Anja Stöffler
Mainz University
Professor for Digital Design (moving image)
Head of the Institute for Media Design
Prof. Anja Stöffler has been teaching digital design for the at Mainz University since 2001. She currently heads the Institute for Media Design. Among her other responsibilities, she researches and implements projects for museums as well as for the film and media industries. In addition, she has made a name in the realm of animation for digital, dynamic media as well as moving typography/motion graphics in particular, including the already frequently displayed and distinguished retrospective exhibition Moving Types – Letters in Motion. Her emphases for instruction and research comprise applied and experimental structuring solutions with consideration of the moving image and motion design for various output media and output dimensions. She is the curator in the area of practical art and takes responsibility for the international media festival, “MOTYF – Gutenberg goes Media” 2016 in Mainz and Warsaw. Before she was appointed at Mainz, the Communication Design major held management positions at renowned television stations such as RTL, Arte, Nickelodeon and ZDF. Additionally, she was the Experience Network Lead at Razorfish, Germany. In Mainz she occupied the direction of the Media Design program (Time-based Design) with the core competencies “Film/Video Interaction and 2d/3d animation”. During this time, the program was expanded and the number of students doubled. Prof. Stöffler and Prof. Ralf Dringenberg both direct the z zg – Zentrum Zeitbasierte Gestaltung (Centre for Time Based Design), which they co-founded in 2010 at the FH Mainz (now Mainz University) and the University of Applied Science Schwäbisch Gmünd.

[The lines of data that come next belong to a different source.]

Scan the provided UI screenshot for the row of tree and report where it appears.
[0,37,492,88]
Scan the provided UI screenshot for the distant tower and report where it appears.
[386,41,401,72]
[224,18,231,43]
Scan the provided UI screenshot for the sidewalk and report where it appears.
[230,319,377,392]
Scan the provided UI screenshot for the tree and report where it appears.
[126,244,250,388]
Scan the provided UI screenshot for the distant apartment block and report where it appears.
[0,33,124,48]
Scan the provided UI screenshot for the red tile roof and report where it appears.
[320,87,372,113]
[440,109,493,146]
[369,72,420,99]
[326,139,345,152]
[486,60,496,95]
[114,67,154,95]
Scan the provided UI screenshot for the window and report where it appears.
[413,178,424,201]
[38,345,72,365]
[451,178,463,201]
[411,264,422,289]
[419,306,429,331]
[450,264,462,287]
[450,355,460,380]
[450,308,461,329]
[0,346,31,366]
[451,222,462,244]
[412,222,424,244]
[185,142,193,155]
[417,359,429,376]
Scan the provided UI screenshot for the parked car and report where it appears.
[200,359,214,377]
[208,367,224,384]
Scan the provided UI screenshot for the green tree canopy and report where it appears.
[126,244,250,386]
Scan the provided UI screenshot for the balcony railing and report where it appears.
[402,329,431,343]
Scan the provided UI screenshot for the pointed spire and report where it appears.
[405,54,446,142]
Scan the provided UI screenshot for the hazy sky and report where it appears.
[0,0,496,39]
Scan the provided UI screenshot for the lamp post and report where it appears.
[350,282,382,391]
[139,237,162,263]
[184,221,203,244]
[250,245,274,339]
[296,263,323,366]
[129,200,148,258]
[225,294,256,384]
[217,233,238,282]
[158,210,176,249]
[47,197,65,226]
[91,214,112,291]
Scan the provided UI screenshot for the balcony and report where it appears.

Moving Types – Archive of visual communication
Presentation of the archive and selected student works. The “core” of the z zg is the comprehensive and unique archive, “Time-based Typography – Moving Types”. Currently containing over 800 visual examples of animated typefaces and letters in film, advertising, on the internet and in public space – encompassing the inception film up to the networked and multidimensional design solutions of our times (VR/AR). In addition, the archive contains interviews conducted with protagonists of this scene. Consequentially, the archive is both a highly respected state-of-the-art compendium and who’s who of the industry; as well as a frequently cited history of visual animation from the bygone 19th century up to the beginning of the 21st century.